The aim is to create a distributed version of the HyperGraphDB database (HGDB). While there are no clear cut requirements of what a distributed HGDB should do, we intend to develop the basic building blocks from which behavior tailored towards specific application needs can be constructed. This includes the basic communication layer for transferring atoms and performing queries between HGDB instances in a plain client-server fashion as well as an extensible high level protocol that can be used to implement a peer-to-peer HGDB networks.


Communication

We have chosen JXTA as a communication protocol between peers hosting HGDB instances because: - Abstracts network topologies - Has a C++ version (for when the project will be ported to C++) - Allows creating logical network topologies that can help organizing the data flow in the network

We tested the communication in different scenarios (from peers on the same computer to peers behind different firewalls and NAT). What remains to be done is some fine tuning and performance tests of JXTA it self.

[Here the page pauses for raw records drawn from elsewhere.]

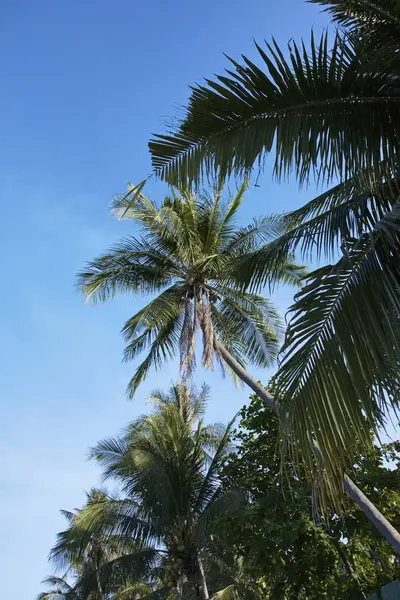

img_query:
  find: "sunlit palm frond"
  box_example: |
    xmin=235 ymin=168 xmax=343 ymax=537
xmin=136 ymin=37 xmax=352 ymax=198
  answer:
xmin=212 ymin=584 xmax=262 ymax=600
xmin=73 ymin=498 xmax=156 ymax=548
xmin=148 ymin=382 xmax=210 ymax=426
xmin=77 ymin=237 xmax=180 ymax=303
xmin=209 ymin=285 xmax=282 ymax=368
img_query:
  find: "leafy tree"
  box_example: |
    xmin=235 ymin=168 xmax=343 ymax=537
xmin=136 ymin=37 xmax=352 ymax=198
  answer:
xmin=77 ymin=181 xmax=303 ymax=397
xmin=49 ymin=384 xmax=243 ymax=600
xmin=215 ymin=393 xmax=400 ymax=598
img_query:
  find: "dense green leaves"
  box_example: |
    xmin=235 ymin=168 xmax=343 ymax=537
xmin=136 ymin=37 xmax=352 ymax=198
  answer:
xmin=216 ymin=394 xmax=400 ymax=599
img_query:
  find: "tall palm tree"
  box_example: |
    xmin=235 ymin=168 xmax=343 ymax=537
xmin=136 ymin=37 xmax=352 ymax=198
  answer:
xmin=37 ymin=575 xmax=81 ymax=600
xmin=50 ymin=384 xmax=243 ymax=600
xmin=78 ymin=181 xmax=303 ymax=398
xmin=39 ymin=491 xmax=147 ymax=600
xmin=205 ymin=555 xmax=265 ymax=600
xmin=146 ymin=0 xmax=400 ymax=551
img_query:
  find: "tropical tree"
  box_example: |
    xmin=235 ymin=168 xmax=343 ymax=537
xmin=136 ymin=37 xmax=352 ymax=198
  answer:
xmin=49 ymin=384 xmax=243 ymax=600
xmin=216 ymin=393 xmax=400 ymax=599
xmin=37 ymin=575 xmax=82 ymax=600
xmin=146 ymin=0 xmax=400 ymax=549
xmin=78 ymin=181 xmax=303 ymax=398
xmin=205 ymin=555 xmax=265 ymax=600
xmin=38 ymin=490 xmax=147 ymax=600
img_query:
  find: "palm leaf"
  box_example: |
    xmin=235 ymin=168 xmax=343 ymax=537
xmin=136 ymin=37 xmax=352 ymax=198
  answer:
xmin=74 ymin=549 xmax=160 ymax=598
xmin=195 ymin=488 xmax=245 ymax=548
xmin=149 ymin=32 xmax=400 ymax=186
xmin=277 ymin=205 xmax=400 ymax=504
xmin=209 ymin=285 xmax=282 ymax=367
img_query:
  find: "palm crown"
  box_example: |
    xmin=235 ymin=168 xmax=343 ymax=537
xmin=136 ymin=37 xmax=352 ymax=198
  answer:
xmin=78 ymin=181 xmax=303 ymax=397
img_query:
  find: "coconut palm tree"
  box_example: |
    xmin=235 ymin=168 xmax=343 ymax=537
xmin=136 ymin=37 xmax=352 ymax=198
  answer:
xmin=37 ymin=575 xmax=82 ymax=600
xmin=38 ymin=490 xmax=149 ymax=600
xmin=146 ymin=0 xmax=400 ymax=551
xmin=50 ymin=384 xmax=243 ymax=600
xmin=78 ymin=181 xmax=303 ymax=398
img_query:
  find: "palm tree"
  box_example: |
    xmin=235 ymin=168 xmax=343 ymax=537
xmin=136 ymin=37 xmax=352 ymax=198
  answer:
xmin=50 ymin=384 xmax=243 ymax=600
xmin=40 ymin=491 xmax=148 ymax=600
xmin=146 ymin=0 xmax=400 ymax=551
xmin=37 ymin=575 xmax=82 ymax=600
xmin=78 ymin=181 xmax=303 ymax=398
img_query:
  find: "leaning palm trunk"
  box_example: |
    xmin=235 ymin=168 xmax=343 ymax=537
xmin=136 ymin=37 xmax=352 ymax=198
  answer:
xmin=197 ymin=557 xmax=209 ymax=600
xmin=215 ymin=341 xmax=400 ymax=554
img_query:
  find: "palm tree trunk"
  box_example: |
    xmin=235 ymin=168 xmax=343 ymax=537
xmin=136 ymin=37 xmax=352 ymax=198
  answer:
xmin=198 ymin=556 xmax=209 ymax=600
xmin=215 ymin=340 xmax=400 ymax=554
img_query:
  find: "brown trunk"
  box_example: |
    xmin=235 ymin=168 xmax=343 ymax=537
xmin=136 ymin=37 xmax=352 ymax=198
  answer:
xmin=215 ymin=340 xmax=400 ymax=555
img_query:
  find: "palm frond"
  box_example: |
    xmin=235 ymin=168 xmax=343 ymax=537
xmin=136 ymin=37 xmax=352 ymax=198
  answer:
xmin=277 ymin=205 xmax=400 ymax=505
xmin=220 ymin=179 xmax=249 ymax=232
xmin=125 ymin=314 xmax=182 ymax=398
xmin=75 ymin=549 xmax=160 ymax=599
xmin=195 ymin=489 xmax=245 ymax=548
xmin=236 ymin=173 xmax=398 ymax=292
xmin=149 ymin=32 xmax=400 ymax=186
xmin=38 ymin=576 xmax=79 ymax=600
xmin=73 ymin=498 xmax=155 ymax=547
xmin=77 ymin=237 xmax=180 ymax=303
xmin=195 ymin=418 xmax=236 ymax=513
xmin=311 ymin=0 xmax=400 ymax=54
xmin=209 ymin=285 xmax=282 ymax=367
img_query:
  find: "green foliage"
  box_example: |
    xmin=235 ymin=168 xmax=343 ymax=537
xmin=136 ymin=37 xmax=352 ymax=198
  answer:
xmin=215 ymin=393 xmax=400 ymax=599
xmin=78 ymin=182 xmax=303 ymax=397
xmin=41 ymin=385 xmax=244 ymax=600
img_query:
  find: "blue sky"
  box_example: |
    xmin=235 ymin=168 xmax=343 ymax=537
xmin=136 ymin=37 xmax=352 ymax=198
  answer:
xmin=0 ymin=1 xmax=330 ymax=597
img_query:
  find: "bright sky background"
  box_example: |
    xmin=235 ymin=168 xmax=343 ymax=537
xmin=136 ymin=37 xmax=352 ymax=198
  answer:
xmin=0 ymin=1 xmax=332 ymax=597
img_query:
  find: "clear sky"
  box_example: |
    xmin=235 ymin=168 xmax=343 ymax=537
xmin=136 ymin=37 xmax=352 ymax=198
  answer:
xmin=0 ymin=1 xmax=330 ymax=597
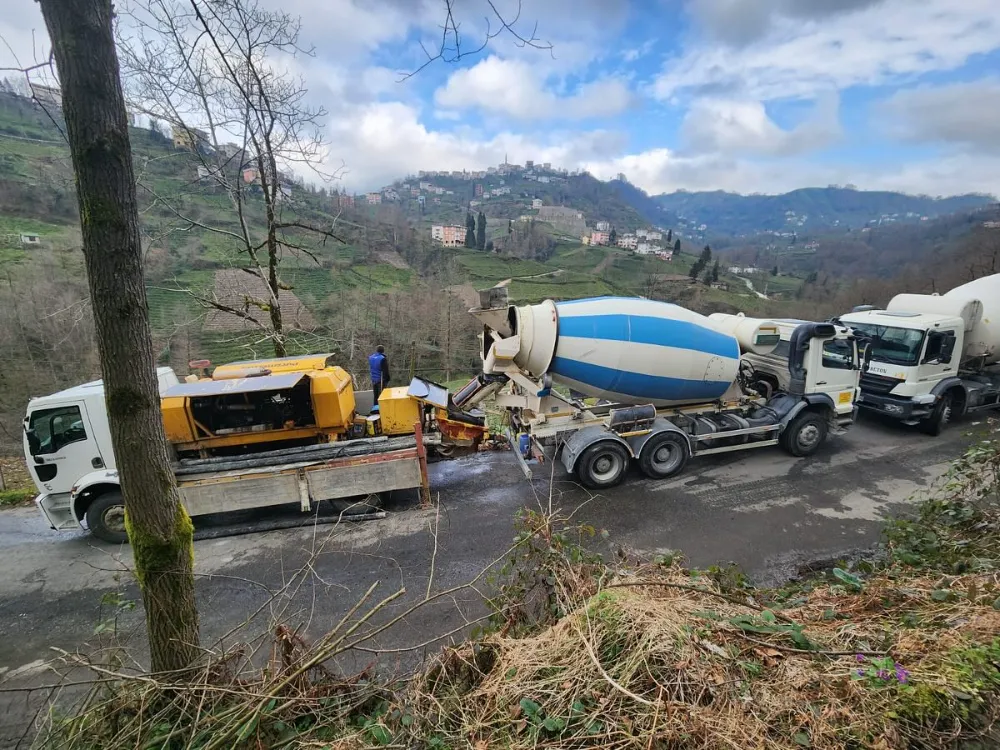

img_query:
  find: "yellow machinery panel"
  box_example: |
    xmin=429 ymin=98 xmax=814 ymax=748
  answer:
xmin=161 ymin=396 xmax=194 ymax=444
xmin=211 ymin=353 xmax=336 ymax=378
xmin=310 ymin=368 xmax=356 ymax=433
xmin=378 ymin=387 xmax=422 ymax=435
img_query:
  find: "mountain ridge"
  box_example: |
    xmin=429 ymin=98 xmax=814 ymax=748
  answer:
xmin=621 ymin=183 xmax=994 ymax=237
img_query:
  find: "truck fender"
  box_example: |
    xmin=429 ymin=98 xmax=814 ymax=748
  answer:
xmin=624 ymin=418 xmax=693 ymax=458
xmin=930 ymin=377 xmax=968 ymax=416
xmin=70 ymin=469 xmax=121 ymax=524
xmin=780 ymin=394 xmax=835 ymax=428
xmin=559 ymin=426 xmax=633 ymax=475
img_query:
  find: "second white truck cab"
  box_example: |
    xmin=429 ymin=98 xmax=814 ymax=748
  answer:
xmin=839 ymin=273 xmax=1000 ymax=434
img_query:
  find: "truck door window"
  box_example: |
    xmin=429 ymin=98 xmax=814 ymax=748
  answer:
xmin=922 ymin=331 xmax=956 ymax=364
xmin=27 ymin=406 xmax=86 ymax=456
xmin=822 ymin=339 xmax=854 ymax=369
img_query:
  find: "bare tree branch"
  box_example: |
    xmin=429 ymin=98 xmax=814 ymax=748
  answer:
xmin=398 ymin=0 xmax=553 ymax=81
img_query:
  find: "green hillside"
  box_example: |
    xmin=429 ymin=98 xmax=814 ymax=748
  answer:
xmin=0 ymin=89 xmax=805 ymax=429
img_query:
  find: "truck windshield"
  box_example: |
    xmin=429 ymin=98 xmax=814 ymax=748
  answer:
xmin=26 ymin=405 xmax=86 ymax=456
xmin=849 ymin=323 xmax=924 ymax=366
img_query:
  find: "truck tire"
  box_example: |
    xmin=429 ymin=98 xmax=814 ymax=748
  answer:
xmin=638 ymin=432 xmax=689 ymax=479
xmin=780 ymin=410 xmax=828 ymax=458
xmin=86 ymin=491 xmax=128 ymax=544
xmin=576 ymin=441 xmax=629 ymax=489
xmin=919 ymin=393 xmax=953 ymax=436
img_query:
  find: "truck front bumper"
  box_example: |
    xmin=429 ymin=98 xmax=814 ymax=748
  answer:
xmin=36 ymin=492 xmax=80 ymax=531
xmin=856 ymin=392 xmax=932 ymax=421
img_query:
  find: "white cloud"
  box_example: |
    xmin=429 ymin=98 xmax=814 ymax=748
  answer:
xmin=434 ymin=56 xmax=634 ymax=121
xmin=657 ymin=0 xmax=1000 ymax=100
xmin=323 ymin=100 xmax=629 ymax=191
xmin=879 ymin=78 xmax=1000 ymax=154
xmin=680 ymin=94 xmax=840 ymax=156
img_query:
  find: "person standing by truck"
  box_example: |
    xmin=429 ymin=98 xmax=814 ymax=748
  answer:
xmin=369 ymin=345 xmax=391 ymax=402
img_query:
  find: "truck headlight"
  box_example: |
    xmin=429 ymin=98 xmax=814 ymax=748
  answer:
xmin=912 ymin=394 xmax=936 ymax=405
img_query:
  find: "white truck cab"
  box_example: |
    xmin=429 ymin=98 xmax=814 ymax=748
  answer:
xmin=737 ymin=318 xmax=860 ymax=409
xmin=838 ymin=309 xmax=973 ymax=433
xmin=23 ymin=368 xmax=179 ymax=531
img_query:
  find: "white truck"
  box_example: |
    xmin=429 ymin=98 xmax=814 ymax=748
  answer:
xmin=455 ymin=289 xmax=861 ymax=488
xmin=838 ymin=273 xmax=1000 ymax=435
xmin=23 ymin=367 xmax=432 ymax=543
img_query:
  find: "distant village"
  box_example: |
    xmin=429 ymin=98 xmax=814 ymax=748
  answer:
xmin=404 ymin=159 xmax=676 ymax=261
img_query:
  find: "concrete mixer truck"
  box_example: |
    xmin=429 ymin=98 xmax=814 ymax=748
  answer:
xmin=455 ymin=288 xmax=861 ymax=489
xmin=838 ymin=273 xmax=1000 ymax=435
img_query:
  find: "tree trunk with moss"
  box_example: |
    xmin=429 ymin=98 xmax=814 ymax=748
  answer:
xmin=39 ymin=0 xmax=200 ymax=673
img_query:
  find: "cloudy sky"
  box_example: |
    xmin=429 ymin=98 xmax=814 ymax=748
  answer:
xmin=3 ymin=0 xmax=1000 ymax=197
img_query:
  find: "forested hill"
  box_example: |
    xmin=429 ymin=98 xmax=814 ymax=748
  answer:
xmin=647 ymin=187 xmax=993 ymax=236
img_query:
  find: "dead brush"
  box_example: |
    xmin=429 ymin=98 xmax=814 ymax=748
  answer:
xmin=412 ymin=563 xmax=1000 ymax=750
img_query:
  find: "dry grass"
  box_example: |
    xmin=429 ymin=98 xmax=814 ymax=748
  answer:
xmin=415 ymin=566 xmax=1000 ymax=749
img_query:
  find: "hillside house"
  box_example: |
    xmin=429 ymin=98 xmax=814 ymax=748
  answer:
xmin=196 ymin=164 xmax=219 ymax=184
xmin=636 ymin=242 xmax=661 ymax=254
xmin=532 ymin=198 xmax=543 ymax=209
xmin=366 ymin=192 xmax=382 ymax=205
xmin=590 ymin=230 xmax=611 ymax=246
xmin=595 ymin=221 xmax=611 ymax=232
xmin=537 ymin=176 xmax=550 ymax=183
xmin=218 ymin=142 xmax=243 ymax=161
xmin=20 ymin=233 xmax=40 ymax=246
xmin=431 ymin=225 xmax=465 ymax=247
xmin=728 ymin=266 xmax=759 ymax=274
xmin=617 ymin=234 xmax=638 ymax=250
xmin=172 ymin=125 xmax=209 ymax=151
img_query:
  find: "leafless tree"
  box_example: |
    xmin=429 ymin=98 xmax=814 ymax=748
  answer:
xmin=118 ymin=0 xmax=347 ymax=357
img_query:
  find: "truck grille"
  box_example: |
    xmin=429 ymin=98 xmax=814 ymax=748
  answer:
xmin=860 ymin=372 xmax=903 ymax=395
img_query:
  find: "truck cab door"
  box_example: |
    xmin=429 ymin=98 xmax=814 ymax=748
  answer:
xmin=917 ymin=330 xmax=958 ymax=384
xmin=23 ymin=402 xmax=106 ymax=496
xmin=809 ymin=338 xmax=860 ymax=415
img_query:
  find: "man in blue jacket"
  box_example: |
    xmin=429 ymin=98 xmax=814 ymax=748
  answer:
xmin=369 ymin=345 xmax=390 ymax=403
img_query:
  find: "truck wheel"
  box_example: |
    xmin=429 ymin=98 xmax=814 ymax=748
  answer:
xmin=780 ymin=410 xmax=828 ymax=458
xmin=576 ymin=441 xmax=629 ymax=489
xmin=919 ymin=393 xmax=953 ymax=436
xmin=638 ymin=432 xmax=689 ymax=479
xmin=86 ymin=491 xmax=128 ymax=544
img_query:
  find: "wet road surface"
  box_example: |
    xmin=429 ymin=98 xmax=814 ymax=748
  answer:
xmin=0 ymin=413 xmax=978 ymax=745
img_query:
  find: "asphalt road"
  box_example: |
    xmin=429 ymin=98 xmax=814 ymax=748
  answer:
xmin=0 ymin=413 xmax=978 ymax=744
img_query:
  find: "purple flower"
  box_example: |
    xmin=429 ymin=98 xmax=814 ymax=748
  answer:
xmin=877 ymin=670 xmax=890 ymax=680
xmin=855 ymin=654 xmax=865 ymax=662
xmin=856 ymin=669 xmax=865 ymax=677
xmin=894 ymin=665 xmax=909 ymax=684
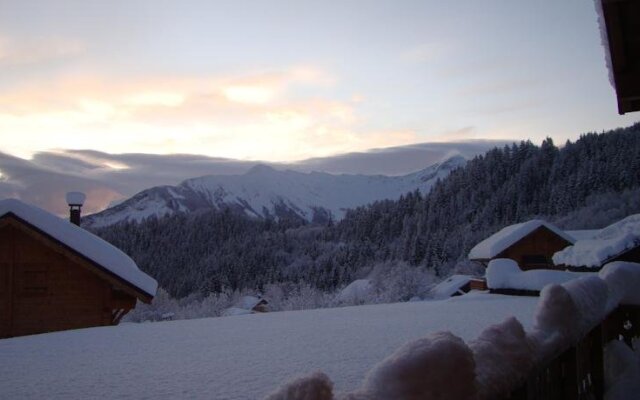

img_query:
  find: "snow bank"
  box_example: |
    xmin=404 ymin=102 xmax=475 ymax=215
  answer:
xmin=563 ymin=276 xmax=609 ymax=333
xmin=353 ymin=331 xmax=477 ymax=400
xmin=553 ymin=214 xmax=640 ymax=268
xmin=599 ymin=262 xmax=640 ymax=307
xmin=264 ymin=372 xmax=334 ymax=400
xmin=604 ymin=341 xmax=640 ymax=400
xmin=430 ymin=275 xmax=472 ymax=298
xmin=530 ymin=284 xmax=582 ymax=359
xmin=0 ymin=198 xmax=157 ymax=297
xmin=486 ymin=259 xmax=582 ymax=291
xmin=469 ymin=220 xmax=573 ymax=260
xmin=470 ymin=317 xmax=536 ymax=400
xmin=337 ymin=280 xmax=373 ymax=303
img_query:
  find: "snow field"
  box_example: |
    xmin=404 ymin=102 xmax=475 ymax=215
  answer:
xmin=272 ymin=262 xmax=640 ymax=400
xmin=0 ymin=293 xmax=537 ymax=400
xmin=3 ymin=262 xmax=639 ymax=399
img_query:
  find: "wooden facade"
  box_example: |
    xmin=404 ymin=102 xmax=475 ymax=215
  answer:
xmin=474 ymin=226 xmax=572 ymax=270
xmin=0 ymin=214 xmax=146 ymax=339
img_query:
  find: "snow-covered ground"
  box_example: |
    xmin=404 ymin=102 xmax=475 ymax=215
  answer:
xmin=0 ymin=293 xmax=537 ymax=400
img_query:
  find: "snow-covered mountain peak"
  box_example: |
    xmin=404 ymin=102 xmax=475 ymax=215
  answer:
xmin=246 ymin=163 xmax=278 ymax=175
xmin=84 ymin=156 xmax=466 ymax=229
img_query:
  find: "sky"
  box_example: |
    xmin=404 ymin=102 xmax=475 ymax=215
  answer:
xmin=0 ymin=0 xmax=637 ymax=213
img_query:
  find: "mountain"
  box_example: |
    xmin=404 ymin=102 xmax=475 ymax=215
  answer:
xmin=84 ymin=155 xmax=467 ymax=228
xmin=92 ymin=124 xmax=640 ymax=298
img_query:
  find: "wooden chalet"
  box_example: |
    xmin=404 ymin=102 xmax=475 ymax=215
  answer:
xmin=239 ymin=295 xmax=269 ymax=313
xmin=0 ymin=198 xmax=157 ymax=339
xmin=469 ymin=220 xmax=575 ymax=270
xmin=598 ymin=0 xmax=640 ymax=114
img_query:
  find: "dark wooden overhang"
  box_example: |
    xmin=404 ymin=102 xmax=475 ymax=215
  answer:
xmin=0 ymin=213 xmax=154 ymax=303
xmin=600 ymin=0 xmax=640 ymax=114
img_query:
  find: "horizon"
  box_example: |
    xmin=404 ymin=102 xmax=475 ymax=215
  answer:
xmin=1 ymin=1 xmax=639 ymax=214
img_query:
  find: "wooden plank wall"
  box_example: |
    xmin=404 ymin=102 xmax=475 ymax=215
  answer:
xmin=498 ymin=228 xmax=571 ymax=270
xmin=1 ymin=223 xmax=137 ymax=338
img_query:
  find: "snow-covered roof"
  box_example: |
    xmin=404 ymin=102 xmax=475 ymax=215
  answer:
xmin=0 ymin=198 xmax=157 ymax=299
xmin=431 ymin=275 xmax=473 ymax=299
xmin=237 ymin=296 xmax=266 ymax=310
xmin=337 ymin=279 xmax=373 ymax=303
xmin=469 ymin=220 xmax=574 ymax=260
xmin=553 ymin=214 xmax=640 ymax=268
xmin=565 ymin=229 xmax=600 ymax=241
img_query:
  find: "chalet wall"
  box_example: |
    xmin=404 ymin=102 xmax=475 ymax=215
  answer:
xmin=0 ymin=223 xmax=135 ymax=338
xmin=497 ymin=227 xmax=571 ymax=271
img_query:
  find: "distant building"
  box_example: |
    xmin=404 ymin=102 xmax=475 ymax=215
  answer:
xmin=0 ymin=198 xmax=157 ymax=338
xmin=238 ymin=295 xmax=269 ymax=313
xmin=223 ymin=295 xmax=269 ymax=316
xmin=469 ymin=220 xmax=574 ymax=270
xmin=430 ymin=275 xmax=484 ymax=299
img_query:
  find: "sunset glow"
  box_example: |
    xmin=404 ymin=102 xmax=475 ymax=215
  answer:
xmin=0 ymin=1 xmax=636 ymax=164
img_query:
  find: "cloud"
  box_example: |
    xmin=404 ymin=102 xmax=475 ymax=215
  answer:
xmin=0 ymin=65 xmax=402 ymax=161
xmin=400 ymin=43 xmax=448 ymax=64
xmin=0 ymin=34 xmax=85 ymax=67
xmin=0 ymin=140 xmax=508 ymax=215
xmin=455 ymin=78 xmax=540 ymax=97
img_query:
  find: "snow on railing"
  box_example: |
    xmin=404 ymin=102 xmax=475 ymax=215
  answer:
xmin=264 ymin=262 xmax=640 ymax=400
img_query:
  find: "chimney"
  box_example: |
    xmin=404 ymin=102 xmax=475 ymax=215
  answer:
xmin=66 ymin=192 xmax=86 ymax=226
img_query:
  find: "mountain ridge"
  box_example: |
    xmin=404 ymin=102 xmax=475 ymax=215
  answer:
xmin=83 ymin=155 xmax=467 ymax=228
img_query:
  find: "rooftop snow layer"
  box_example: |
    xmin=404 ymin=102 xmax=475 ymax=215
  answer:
xmin=553 ymin=214 xmax=640 ymax=268
xmin=0 ymin=198 xmax=157 ymax=297
xmin=469 ymin=220 xmax=574 ymax=260
xmin=566 ymin=229 xmax=601 ymax=241
xmin=431 ymin=275 xmax=473 ymax=298
xmin=238 ymin=296 xmax=265 ymax=310
xmin=337 ymin=279 xmax=373 ymax=303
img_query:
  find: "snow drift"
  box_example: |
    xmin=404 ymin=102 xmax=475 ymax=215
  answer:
xmin=351 ymin=331 xmax=477 ymax=400
xmin=265 ymin=372 xmax=334 ymax=400
xmin=469 ymin=317 xmax=536 ymax=399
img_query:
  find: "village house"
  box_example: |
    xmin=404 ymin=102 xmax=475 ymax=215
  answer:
xmin=468 ymin=219 xmax=575 ymax=270
xmin=0 ymin=196 xmax=157 ymax=338
xmin=223 ymin=295 xmax=269 ymax=316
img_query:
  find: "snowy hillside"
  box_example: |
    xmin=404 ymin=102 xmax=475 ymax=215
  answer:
xmin=84 ymin=155 xmax=466 ymax=228
xmin=0 ymin=293 xmax=536 ymax=399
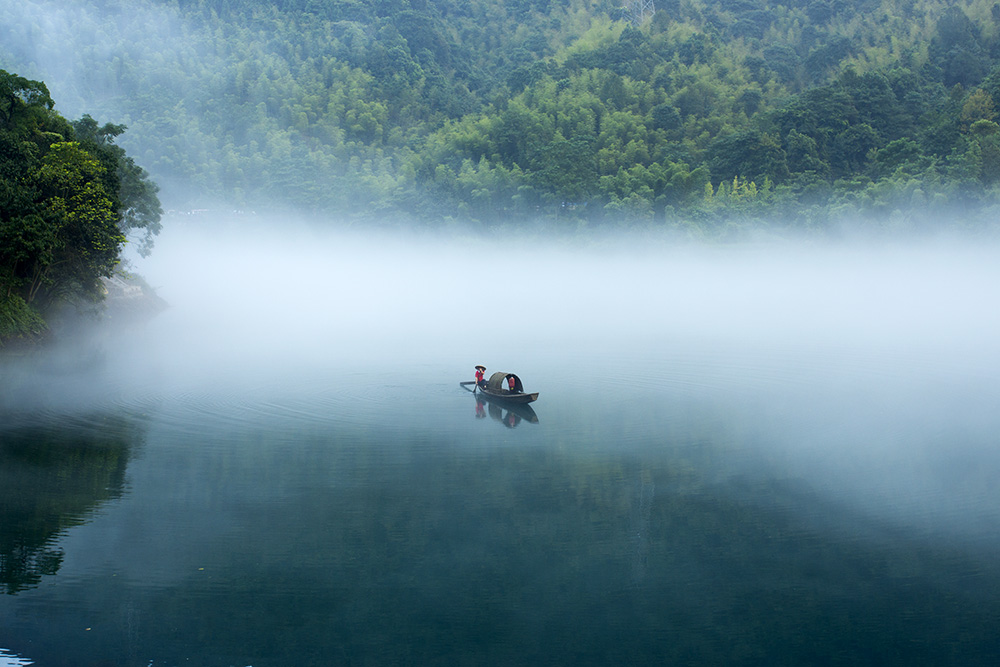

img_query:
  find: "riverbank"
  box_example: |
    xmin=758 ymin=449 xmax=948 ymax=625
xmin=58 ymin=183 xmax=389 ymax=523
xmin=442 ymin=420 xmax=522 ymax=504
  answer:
xmin=0 ymin=273 xmax=166 ymax=351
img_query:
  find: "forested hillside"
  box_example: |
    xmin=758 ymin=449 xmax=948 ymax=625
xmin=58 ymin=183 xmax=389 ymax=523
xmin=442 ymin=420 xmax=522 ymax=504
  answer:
xmin=3 ymin=0 xmax=1000 ymax=230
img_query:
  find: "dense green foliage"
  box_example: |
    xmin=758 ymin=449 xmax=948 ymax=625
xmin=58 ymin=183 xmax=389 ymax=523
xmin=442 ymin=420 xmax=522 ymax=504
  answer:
xmin=0 ymin=293 xmax=47 ymax=344
xmin=3 ymin=0 xmax=1000 ymax=228
xmin=0 ymin=69 xmax=161 ymax=343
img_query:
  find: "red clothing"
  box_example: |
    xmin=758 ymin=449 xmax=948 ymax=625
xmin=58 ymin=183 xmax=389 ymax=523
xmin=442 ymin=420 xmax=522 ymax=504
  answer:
xmin=507 ymin=376 xmax=516 ymax=391
xmin=475 ymin=369 xmax=485 ymax=383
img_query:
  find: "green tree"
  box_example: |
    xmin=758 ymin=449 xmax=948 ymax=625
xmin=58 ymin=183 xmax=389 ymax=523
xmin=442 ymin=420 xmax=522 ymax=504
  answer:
xmin=784 ymin=129 xmax=828 ymax=175
xmin=531 ymin=136 xmax=598 ymax=203
xmin=0 ymin=70 xmax=54 ymax=129
xmin=960 ymin=89 xmax=997 ymax=127
xmin=0 ymin=70 xmax=160 ymax=342
xmin=834 ymin=123 xmax=881 ymax=173
xmin=931 ymin=6 xmax=990 ymax=87
xmin=708 ymin=129 xmax=790 ymax=185
xmin=72 ymin=115 xmax=163 ymax=257
xmin=969 ymin=119 xmax=1000 ymax=184
xmin=33 ymin=141 xmax=123 ymax=304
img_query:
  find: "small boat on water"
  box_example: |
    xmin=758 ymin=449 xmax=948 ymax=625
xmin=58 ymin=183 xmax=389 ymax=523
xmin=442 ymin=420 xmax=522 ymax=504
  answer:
xmin=477 ymin=371 xmax=539 ymax=404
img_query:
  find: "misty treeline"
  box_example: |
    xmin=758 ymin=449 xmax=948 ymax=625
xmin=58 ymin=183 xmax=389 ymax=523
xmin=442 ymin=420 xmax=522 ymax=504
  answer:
xmin=2 ymin=0 xmax=1000 ymax=229
xmin=0 ymin=69 xmax=162 ymax=343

In order to transmit the custom data we used JSON (as a lightweight replacement for XML)

The structure of the messages was designed according to FIPA standards.

More information about the communication mechanisms used can be found on http://code.google.com/p/hypergraphdb/wiki/Communication

Replication

We implemented a basic replication schema. The idea is that every peer that is interested to store certain atoms publish their interests and they get a message every time such an atom is modified with one of the peers.

The mechanism guarantees that, once the interest in announced, all atoms will be delivered, even if the peer is down when the atom is modified.

The mechanism still requires a lot of work in terms of performance and eventual consistency guarantees.

Other

We also modified the replication mechanism to provide a synchronous interface to remote peers. For the time being a basic API is provided (add/remove/delete/query/batch), but it will be extended as needed.